Boosté par le numérique
« Révolution », car longtemps l’alternance a souffert de son image. On la disait réservée à des métiers peu qualifiés, des métiers mal vus car manuels et mal rémunérés. Cette représentation peu flatteuse s’estompe : s’il y a révolution c’est qu’elle est pour beaucoup portée par le monde du numérique et de la tech. Un milieu qui s’il offre, au contraire, des contrats bien rémunérés pour des métiers de pointe, rencontre les mêmes problèmes que d’autres secteurs qui se reposent historiquement sur l’alternance comme le BTP : un manque criant de travailleurs formés. Pour combler le skill-gap dans des métiers d’avenir autour de l’intelligence artificielle, la Data, la cybersécurité ou encore l’internet des objets, l’alternance s’est imposée ces dernières années comme un incontournable. Un recours qui modifie, de fait, le niveau de diplôme proposé en alternance.

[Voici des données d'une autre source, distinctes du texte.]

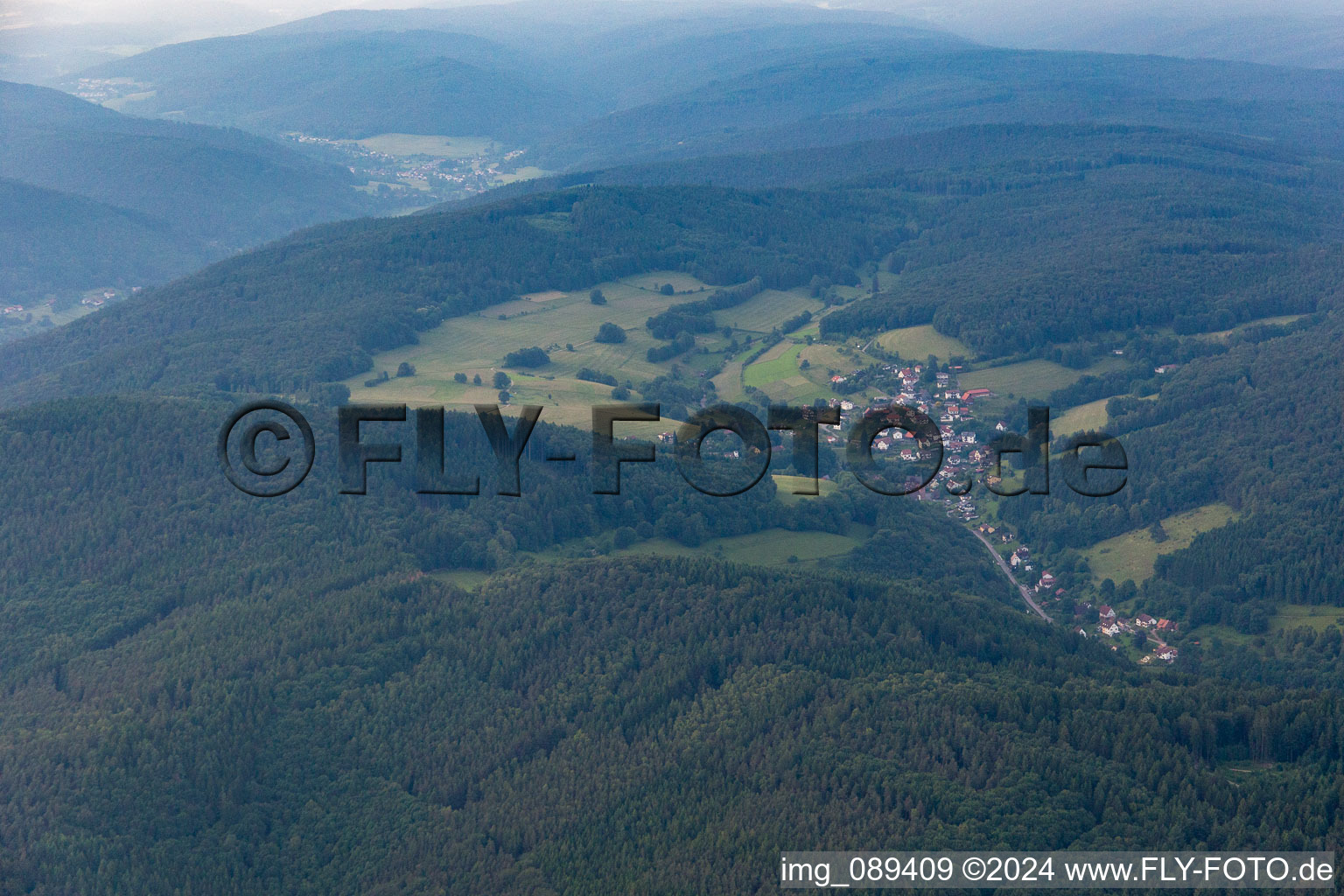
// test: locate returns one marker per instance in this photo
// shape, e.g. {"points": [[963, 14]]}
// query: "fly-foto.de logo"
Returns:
{"points": [[268, 448]]}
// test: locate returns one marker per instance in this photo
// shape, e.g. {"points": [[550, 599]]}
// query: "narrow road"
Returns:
{"points": [[1007, 570]]}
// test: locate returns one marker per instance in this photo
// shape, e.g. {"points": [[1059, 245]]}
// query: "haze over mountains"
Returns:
{"points": [[424, 690], [142, 200]]}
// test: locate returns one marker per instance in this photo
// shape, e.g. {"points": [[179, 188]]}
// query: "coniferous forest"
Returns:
{"points": [[409, 688]]}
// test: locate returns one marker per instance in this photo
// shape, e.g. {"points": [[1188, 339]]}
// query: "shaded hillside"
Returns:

Avant la crise, déjà, l’Apec mesurait que les entreprises de l’informatique et de la R&D se tournaient massivement vers des alternants de niveau Bac+4/+5, dix points de plus que les autres industries. « La forte concurrence sur les mêmes profils dans ces deux secteurs peut expliquer la volonté des entreprises de conserver les alternants qu’elles ont formés, soulignait l’association des cadres dans un rapport en 2018. De plus, confrontées à un marché en tension sur des postes cadres depuis plusieurs années, elles doivent anticiper leurs besoins et recruter en amont les futurs jeunes diplômés. » Car côté entreprise, l’alternance est un moyen de mieux contrôler le coût du processus de recrutement tout en s’assurant une plus grande fidélité des talents.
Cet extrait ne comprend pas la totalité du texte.